Yeah, the curve between money/effort and achieving perfection to me is logarithmic. There is a point at which doubling your efforts will no longer produce double the SQ. For you, going with the Kicker is keeping you out of that bottomless pit. For me, a 50x4 chip amp was enough, especially in a lightweight sports car where I value ease of install, footprint, and weight a little higher than ultimate SQ.


----------



## Sine Swept

I'm a daily user of said old technology, mixed with an old DSP, though the DSP is roughly 17 years newer than the PPI amps. Together they play. From my understanding a class A/B amp will take to repairs much easier than a D class amp. Also being that they are through hole they are quite fixable for someone with enough knowledge. 

For a friend I replaced caps in his PG M series amps (as well as an Outlaw and a Bandit). These amps are known for certain failing capacitors and if replaced in time they will extend the service of the amps and prevent the board from catching fire. I did it and I'm pretty handy but certainly no kind of professional anything. All amps are in working order and have yet to be put into service.

Are you nostalgic? If not then go with the digital sound and the small footprint.

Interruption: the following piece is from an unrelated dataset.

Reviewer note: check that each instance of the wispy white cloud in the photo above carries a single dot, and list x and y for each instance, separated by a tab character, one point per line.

I have never heard any of the JL Audio D class amps though so until then I cannot comment.


----------



## GEM592

I already posted on this thread, but I still use a rack of old school amps, on only two batteries in a hybrid vehicle. They are relatively inexpensive, well-made, pretty easy to service or replace, sound great, fit my nostalgia, etc. Several of these have been in the same car, and on the same power, for years now without problems. I have only increased the footprint of my install since I first got going on it.

The downsides are large footprint, and heat. But you aren't going to escape these concerns no matter which way you go. I am driving a tiny hybrid in AZ, by the way.


----------



## PPI_GUY

From a purely practical standpoint the new class D amps are by far the better (smarter) choice, mainly for all the reasons already mentioned...footprint, efficiency, etc. I have a couple of them that are considered budget or entry level and I am astonished by how good they are. Unless you plan to compete, you would never know the difference in SQ. 

Now, having said all of that I have to come clean....just this week I bought a huge old school Orion surfboard of an amp from 1999. Totally impractical and almost obsolete. But, man is it cool!


----------



## Lurchalicious

PPI_GUY said:


> From a purely practical standpoint the new class D amps are by far the better (smarter) choice, mainly for all the reasons already mentioned...footprint, efficiency, etc. I have a couple of them that are considered budget or entry level and I am astonished by how good they are. Unless you plan to compete, you would never know the difference in SQ.
> 
> Now, having said all of that I have to come clean....just this week I bought a huge old school Orion surfboard of an amp from 1999. Totally impractical and almost obsolete. But, man is it cool!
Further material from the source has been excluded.